22 June 2009

My name is Leslie, and I love karaoke.

[Seriously. Love karaoke. ]

A few karaoke stories:

1. I made plans in June to go to karaoke with a Japanese friend of mine. The night before, she had an interesting request: her grandparents had overheard that we were planning to go singing together and asked if they could join us. Would that be OK with me?

Well, how many times can you say you've been to karaoke with the 60+ generation?

In the end, our party was made up of 5 people: my friend, her younger sister, their grandparents, and yours truly. We had a wonderful time. The grandparents sang mostly enka, an older Japanese song style. It was my first time hearing enka sung live and not on TV, so I rather enjoyed it. They were also very complimentary of the songs I sang in Japanese, which is always a plus.

2. The past month, I've been to karaoke every weekend. One weekend, I sang with a group for around 5 hours. Just as an FYI: "Semi-Charmed Life" and "Achey Brakey Heart" are hilarious via karaoke. Also, Weird Al does, in fact, have a song or two in the systems here.

3. The term "karaoke" is made up of two words in Japanese - "kara" means empty (karate = "empty hand," a style of fighting with no weapon), and "oke" is short for "okesutura," or "orchestra." I love the idea of karaoke being, in and of itself, an "empty orchestra," one that must be filled with the addition of our own voices.

4. The most recent round of karaoke I've enjoyed was with a large group of my teachers, which was a rather interesting experience. One was really excited at my knowing Billy Joel songs, and spent three of his turns on Joel songs and demanding my assistance with them. Another teacher assisted me in singing the Sailor Moon theme song, something I never thought I'd find useful after my middle school years. Still, nothing can top the principal of my school demanding, rather drunkenly, that I pay close attention while he belted out "We are the Children." There is only one word for such a thing, and that word is "epic."

18 June 2009

Reverse Culture Shock

A few days ago, I popped in a DVD from the second season of the Chappelle Show. The episode opened as it normally does - Chappelle comes out on his carpeted stage to waves of applause from his audience. As Chappelle walked out, my eyes were drawn to his feet, and I thought to myself, "He must have a ton of indoor shoes to have them match his outfit like that."

It was a few seconds before I remembered that most people don't have indoor shoes.

Coming back is going to be "interesting"...

I had a meeting last Friday in Maebashi, the prefecture's capital. It was for JETs, to talk about things we have to do before we leave.

In short, it was one big ball of >STRESS<.

I had a meeting last Monday in Ota, the city I live in. It was for Ota ALTs, to talk about how to teach effectively. It was fun to meet all the new ALTs in my town for the first time, the people who came in April ... but it was also sad, knowing this would be the first and last time I would see them.
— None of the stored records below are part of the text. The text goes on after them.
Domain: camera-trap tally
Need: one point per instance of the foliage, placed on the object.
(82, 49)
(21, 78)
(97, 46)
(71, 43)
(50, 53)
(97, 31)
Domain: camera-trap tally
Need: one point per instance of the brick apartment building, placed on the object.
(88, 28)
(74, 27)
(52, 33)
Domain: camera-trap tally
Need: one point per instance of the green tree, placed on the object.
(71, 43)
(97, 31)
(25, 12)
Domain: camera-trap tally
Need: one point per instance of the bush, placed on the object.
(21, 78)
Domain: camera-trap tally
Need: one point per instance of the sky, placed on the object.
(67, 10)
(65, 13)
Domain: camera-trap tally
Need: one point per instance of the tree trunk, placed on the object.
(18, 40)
It felt like I was watching my town speed past me; not waiting for me to leave it, it decided to leave me first.

I went to dinner with several of the older ALTs, though, and had a really wonderful time. We hung out for some two or three hours before making our separate ways home. The rain even waited until I got home before starting to fall.
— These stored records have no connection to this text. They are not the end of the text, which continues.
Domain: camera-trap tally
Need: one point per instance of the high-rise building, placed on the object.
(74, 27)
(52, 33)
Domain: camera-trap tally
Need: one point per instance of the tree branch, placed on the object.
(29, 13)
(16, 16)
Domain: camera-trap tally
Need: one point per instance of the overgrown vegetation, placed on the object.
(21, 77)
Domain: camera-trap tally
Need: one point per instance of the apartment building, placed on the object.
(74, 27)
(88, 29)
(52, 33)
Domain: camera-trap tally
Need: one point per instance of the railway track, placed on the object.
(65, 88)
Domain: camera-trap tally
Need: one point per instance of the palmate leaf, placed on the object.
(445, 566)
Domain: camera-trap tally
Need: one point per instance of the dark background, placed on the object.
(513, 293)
Now I'm officially done with ALT meetings. I don't have time to feel much about it; I'm too busy preparing for the move. I alternate between stress and loneliness, all against a backdrop of the constant drizzle of the rainy season.

This isn't the way I wanted to leave Japan.

04 June 2009

Walks in the Evening

Sometimes I take walks in the evening, just as the sky is darkening. My favorite places to walk by at those times are the rice fields. Now that the weather is warmer, it's a somewhat dangerous place to be; the standing water produces masses of bugs, many of which seem to enjoy eating foreign food (aka: me). The pay off is worth it, though, because that mixture of bugs and open air allows for the most amazing stunts of bats at feed I've ever seen.

The area I usually pass on these walks has a large set of fields, so I am guaranteed to see at least three or four bats flying around every time I go. The way their silvery forms bank turns, suddenly change directions, flap frantically to gain altitude again ... all of it gives a strong impression of chaos, and yet, in watching longer, I can't help but notice the grace of it every time. 

I could try to make this into an analogy of something here - either of something Japanese or my own experiences here - but, in truth, I just like watching bats fly in the evening.